Marta: Entiendo. Es como decir: "Tenemos que modernizarnos, pero sin perder nuestra alma por el camino".
Lucas: Has dado en el clavo. Y esa tensión entre lo de dentro y lo de fuera, entre la tradición y la modernidad, define todo su pensamiento.
Marta: Hablemos de estilo. ¿Cómo escribían? Si estaban en contra de la España "falsa" y oficial, supongo que su lenguaje también rompería con lo establecido.
Lucas: Totalmente. Rompieron con la prosa del siglo XIX, que era muy recargada, llena de frases larguísimas y adjetivos rimbombantes. Ya sabes, ese estilo para impresionar.
Marta: ¿Y qué hicieron ellos?
Lucas: Lo contrario. Apostaron por un lenguaje sencillo, directo, sobrio. Frases cortas. Un vocabulario preciso. Buscaban la palabra exacta. Azorín es el maestro de esto. Leerlo es como ver una fotografía nítida.
Marta: Daban más importancia al contenido que a la forma.
Lucas: Mucho más. Para ellos, el lenguaje era una herramienta para pensar, para transmitir ideas, no para hacer piruetas estilísticas. Querían que su mensaje llegara claro y fuerte a la gente. Querían ser la voz de los que no tenían voz, y para eso, había que hablar claro.

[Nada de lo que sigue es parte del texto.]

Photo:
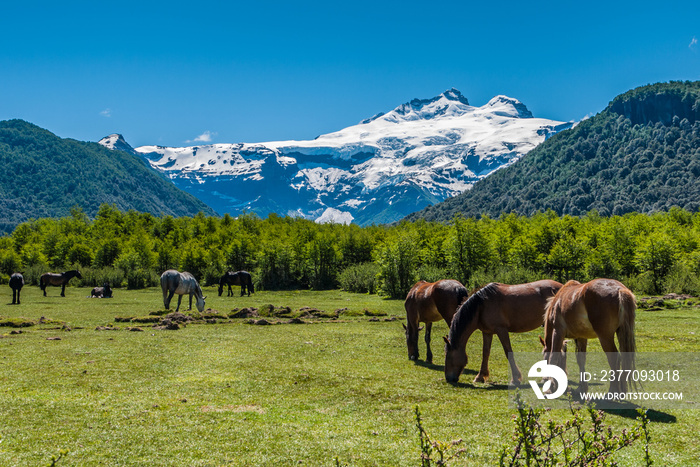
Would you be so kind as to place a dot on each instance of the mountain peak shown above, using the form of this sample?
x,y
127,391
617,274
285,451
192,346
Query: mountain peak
x,y
454,95
450,102
116,141
508,107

Marta: Y no solo cambiaron el lenguaje, también jugaron con los géneros literarios, ¿no es así?
Lucas: ¡Fueron unos experimentadores natos! Se saltaron las reglas. Por ejemplo, el ensayo se convirtió en el género estrella. Les permitía reflexionar libremente sobre política, filosofía, literatura... todo a la vez.
Marta: Y en la novela, ¿qué hicieron?
Lucas: Miguel de Unamuno se inventó un género propio: la "nivola". Lo hizo para su novela *Niebla*. ¿Sabes lo que hizo?
Marta: Sorpréndeme.
Lucas: Pues en la nivola, los personajes tienen vida propia, dialogan con el autor, se rebelan contra él... ¡Hasta el protagonista de *Niebla* va a Salamanca a discutir con el propio Unamuno para que no lo mate al final del libro!
Marta: ¡Eso es romper la cuarta pared a lo grande! Me encanta.
Lucas: Y no fue el único. Valle-Inclán creó el "esperpento" en teatro. Una forma de deformar la realidad, como si la vieras en un espejo cóncavo, para mostrar lo grotesca y absurda que era la España de la época. Su obra *Luces de bohemia* es el mejor ejemplo.
Marta: Vale, vamos a los nombres propios. Se suele hablar de un "Grupo de los Tres". ¿Quiénes eran y por qué se les agrupa?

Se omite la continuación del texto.